Detroit is rightfully beloved as the birthplace of pop, R&B, punk rock, and techno—and the origin of the modern assembly line and automobile. But the city has a deep past and bright future in other arts industries, heralded by its 2015 designation as a UNESCO City of Design. This September, the advocacy group Design Core carved out the entire month for exhibitions and celebrations of the city’s local genius and global reach.
The month began with a distinctly Italian flavor, thanks to Gucci. This summer, the brand opened its first Detroit store, spanning the ground floor of a 1911 building listed on the National Register of Historic Places for its highly decorated Renaissance Revival architecture. Fans waited for hours to score a piece of the second limited-edition capsule collection Gucci made with Tommey Walker, founder of clothing brand Detroit Vs. Everybody. DVE 2.0 celebrates Gucci’s North American Changemakers initiative; on September 8, the city’s Museum of Contemporary Art fêted the Changemaker’s scholarship program, which awarded a dozen students academic grants and mentoring opportunities at Gucci. Work by awardees like Detroit’s own Mira Hughes, who made a series of charcoal drawings of growling teeth, and the chic fashion illustrations of Washington, DC-based Kaya Ugorji, stood out to the peacocking revelers who packed MOCAD’s Midtown building, a former auto dealership.

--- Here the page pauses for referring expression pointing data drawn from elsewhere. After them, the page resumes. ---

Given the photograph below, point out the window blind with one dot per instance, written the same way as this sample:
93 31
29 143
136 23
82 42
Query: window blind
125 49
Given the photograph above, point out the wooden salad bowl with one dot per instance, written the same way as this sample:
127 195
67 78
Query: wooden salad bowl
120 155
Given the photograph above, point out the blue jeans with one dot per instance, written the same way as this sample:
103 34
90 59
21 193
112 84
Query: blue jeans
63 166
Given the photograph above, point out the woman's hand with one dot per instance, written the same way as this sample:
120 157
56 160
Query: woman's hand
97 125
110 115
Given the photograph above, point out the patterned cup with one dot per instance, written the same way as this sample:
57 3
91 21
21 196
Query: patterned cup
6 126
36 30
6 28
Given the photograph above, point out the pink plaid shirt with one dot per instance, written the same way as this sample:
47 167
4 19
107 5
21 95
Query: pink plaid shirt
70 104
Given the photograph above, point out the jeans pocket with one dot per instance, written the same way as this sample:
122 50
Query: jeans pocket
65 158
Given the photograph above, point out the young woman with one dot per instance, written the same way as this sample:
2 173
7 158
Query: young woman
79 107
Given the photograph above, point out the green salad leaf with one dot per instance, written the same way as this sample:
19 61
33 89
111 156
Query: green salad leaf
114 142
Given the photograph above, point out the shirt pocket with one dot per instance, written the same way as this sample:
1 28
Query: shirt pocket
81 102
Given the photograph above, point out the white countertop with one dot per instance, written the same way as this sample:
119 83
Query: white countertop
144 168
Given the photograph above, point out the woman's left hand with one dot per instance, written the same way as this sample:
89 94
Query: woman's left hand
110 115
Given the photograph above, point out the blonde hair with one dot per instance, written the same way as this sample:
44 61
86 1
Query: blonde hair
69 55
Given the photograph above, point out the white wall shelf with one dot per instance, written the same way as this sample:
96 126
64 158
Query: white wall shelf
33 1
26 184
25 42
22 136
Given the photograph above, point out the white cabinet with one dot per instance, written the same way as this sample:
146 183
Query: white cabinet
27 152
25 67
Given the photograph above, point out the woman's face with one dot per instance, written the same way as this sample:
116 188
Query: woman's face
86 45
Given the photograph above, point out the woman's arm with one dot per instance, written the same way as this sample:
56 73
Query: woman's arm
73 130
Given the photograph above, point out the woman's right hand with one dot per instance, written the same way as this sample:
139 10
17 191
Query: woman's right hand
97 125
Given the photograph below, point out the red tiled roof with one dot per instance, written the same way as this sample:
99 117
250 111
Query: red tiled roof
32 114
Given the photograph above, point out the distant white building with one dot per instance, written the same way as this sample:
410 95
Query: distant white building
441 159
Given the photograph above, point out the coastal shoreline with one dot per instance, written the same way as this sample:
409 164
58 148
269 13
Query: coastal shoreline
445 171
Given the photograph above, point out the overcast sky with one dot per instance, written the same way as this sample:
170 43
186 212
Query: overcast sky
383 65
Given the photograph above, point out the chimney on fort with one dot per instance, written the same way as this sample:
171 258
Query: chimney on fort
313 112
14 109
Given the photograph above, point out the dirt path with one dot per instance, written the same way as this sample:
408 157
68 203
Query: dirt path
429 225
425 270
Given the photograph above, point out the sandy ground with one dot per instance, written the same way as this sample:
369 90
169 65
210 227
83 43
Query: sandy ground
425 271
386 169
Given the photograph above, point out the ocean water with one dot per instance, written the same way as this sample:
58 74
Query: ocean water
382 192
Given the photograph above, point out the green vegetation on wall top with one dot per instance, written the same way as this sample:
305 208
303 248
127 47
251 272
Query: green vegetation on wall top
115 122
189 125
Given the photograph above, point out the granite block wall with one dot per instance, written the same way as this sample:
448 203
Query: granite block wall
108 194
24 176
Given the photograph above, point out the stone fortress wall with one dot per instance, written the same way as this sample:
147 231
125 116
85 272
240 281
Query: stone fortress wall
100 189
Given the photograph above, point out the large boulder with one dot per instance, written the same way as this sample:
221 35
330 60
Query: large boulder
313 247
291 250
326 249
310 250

Back downtown, the Consulate of Italy in Detroit and the Dante Alighieri Society brought in the legendary Palomba Serafini Associati to curate “LoveITDesign.” Classic furnishings by Roberto Palomba, Giorgio Armani couture, and other Italian masterpieces take pride of place in the marble lobby of one of the city’s finest International Style landmarks. With such an agile integration of past and present, one only needs the future—and it’s also here, courtesy of the entire exhibition’s presence in the Metaverse, marking the first time a government entity has set up shop on the digital platform.
A show at the Ford Museum also explores the integration of technology and technique. “Craft in the Digital Age” places work by contemporary Detroit artists and designers throughout Edsel and Eleanor Ford’s 1929 Albert Kahn-designed lakeside home in nearby Grosse Point, Michigan. Sara Codarin and Karl Daubmann’s eye-tickling prints on paper, produced digitally with the aid of a retired automotive welding robot, hang in the residence’s aerodynamic “Modern Room” study, near puzzling terracotta and birch tables by Paul Karas. In Eleanor’s dressing room, Shaina Kasztelan’s End Forced Parenthood terrifies with an eBay-sourced assemblage of clowns, doll heads, and lace. Work by Victoria Shaheen strikes notes of whimsy, courtesy of Odd Fellow Twins, a silicone cast of sentimental architectural elements that unfurls like a tongue from a study’s fireplace, and the melancholia of Sea Foam Melting in the Sun, another silicone cast that impossibly seems to be expiring in the north hallway’s midcentury modern armchair.
Detroit is a birthplace of Modernism, of course, with the nearby Cranbrook Academy of Art, justly famed for nurturing talents Harry Bertoia, Florence Knoll, Charles Eames, and Ray Kaiser. Here, the school opened a show of chairs by some of its most exciting past and present students on September 24. The city’s Pewabic Pottery studio both precedes and rivals bigger names like Heath with its iridescent and elegant tilework. As the Month of Design rolls on, though, the city remains focused on utilizing its history to craft a better future, with events around town and at the College for Creative Studies that explore the legacy of Black landscape designers, contemporary woodworking, and mobility in transportation design. As Palomba said one sunny morning as he put finishing touches on the LoveIT show, “The stone is in the water, and the ripples are being felt. The Renaissance was not built from the ruins of the past; it’s something built from the roots.” Few American cities have stronger roots than Detroit, and few have bigger ripples. Its Renaissance has been happening for a century; the world just needs to catch up.